Pengurus gereja terhambat hukum syariah yang tertuang dalam Qanun Aceh Nomor 4 Tahun 2016 tentang Pedoman Pemeliharaan Kerukunan Umat Beragama dan Pendirian Tempat Ibadah. Qanun itu menyebutkan pendirian tempat ibadah harus memenuhi syarat administrasi, yakni setidaknya memiliki 140 anggota jemaat dan dukungan masyarakat setempat paling sedikit 110 orang.
Wakil Koordinator Komisi untuk Orang Hilang dan Korban Tindak Kekerasan Aceh Fuadi Mardhatillah mengatakan ada 12 gereja Kristen Protestan dan Katolik yang tengah kesulitan mendapatkan izin di Aceh. Salah satunya di Aceh Singkil. “Ada intimidasi terhadap muslim agar tidak memberi tanda tangan,” tutur Fuadi.
Ketua FKUB Aceh Singkil, Ramlan, mengakui pengurus gereja kewalahan memenuhi syarat administrasi, terutama mendapat persetujuan warga muslim. Di lapangan, dia menemukan bahwa warga menolak mendukung karena dianggap menyalahi keyakinan. “Mereka takut dicap atau mewariskan hal buruk untuk anak-cucu karena memberi dukungan kepada gereja,” ujarnya.

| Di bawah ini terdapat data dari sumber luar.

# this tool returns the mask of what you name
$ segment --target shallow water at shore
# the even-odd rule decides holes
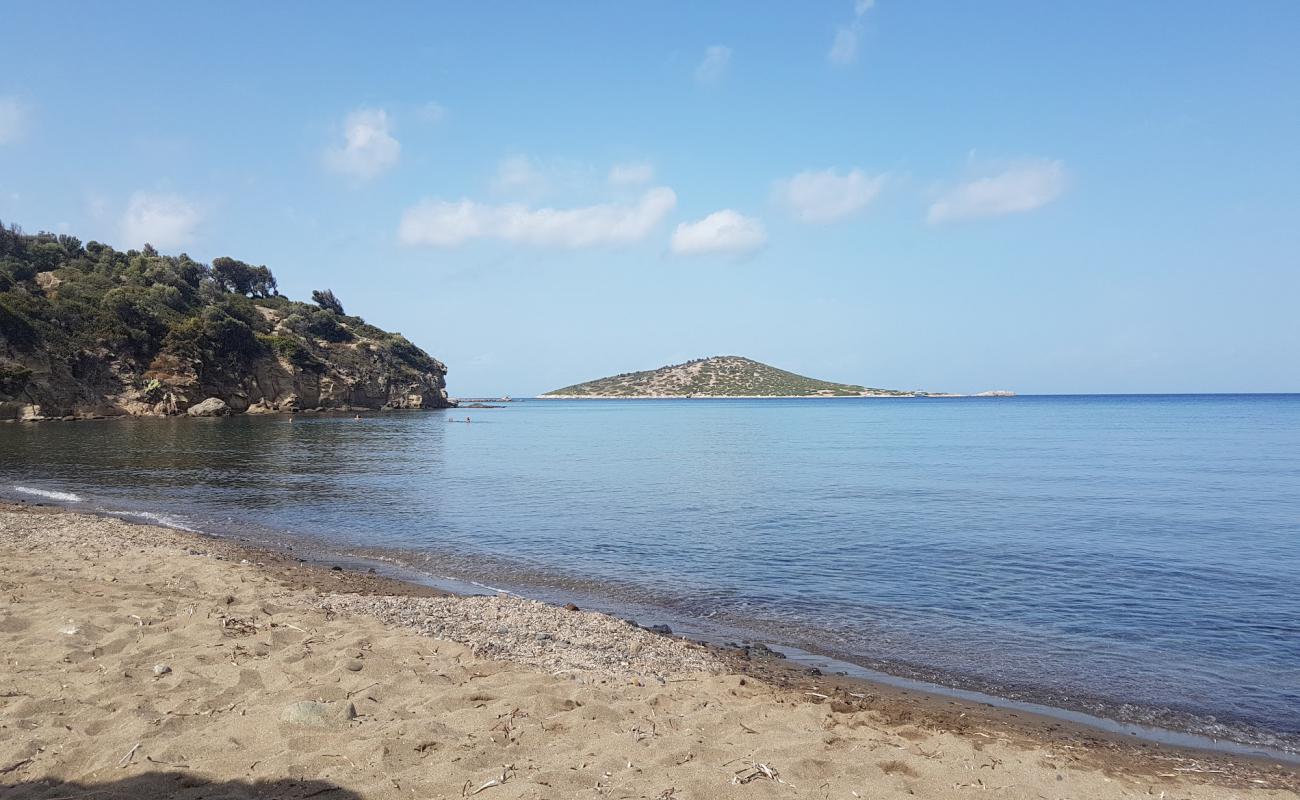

Penolakan pendirian rumah ibadah tak melulu terjadi di daerah yang mayoritas penduduknya menganut Islam. Di Nusa Tenggara Timur, aturan 60/90 itu justru menghambat pendirian masjid. Contohnya kesulitan jemaah untuk mendirikan Masjid Batuplat di Kupang serta larangan pembangunan sekolah madrasah aliyah di Desa Manleten, Kabupaten Belu.
•••
MESKI mempertahankan syarat 60/90 KTP, Rancangan Peraturan Presiden tentang Pemeliharaan Kerukunan Umat Beragama justru memangkas kewenangan forum komunikasi umat beragama. FKUB merupakan perkumpulan di daerah yang berisi perwakilan pemuka agama. Dalam Peraturan Bersama Menteri Agama dan Menteri Dalam Negeri Nomor 8 dan Nomor 9 Tahun 2006, FKUB di kabupaten dan kota berwenang mengeluarkan rekomendasi pendirian rumah ibadah. Dalam rancangan perpres, kewenangan ini dihapus.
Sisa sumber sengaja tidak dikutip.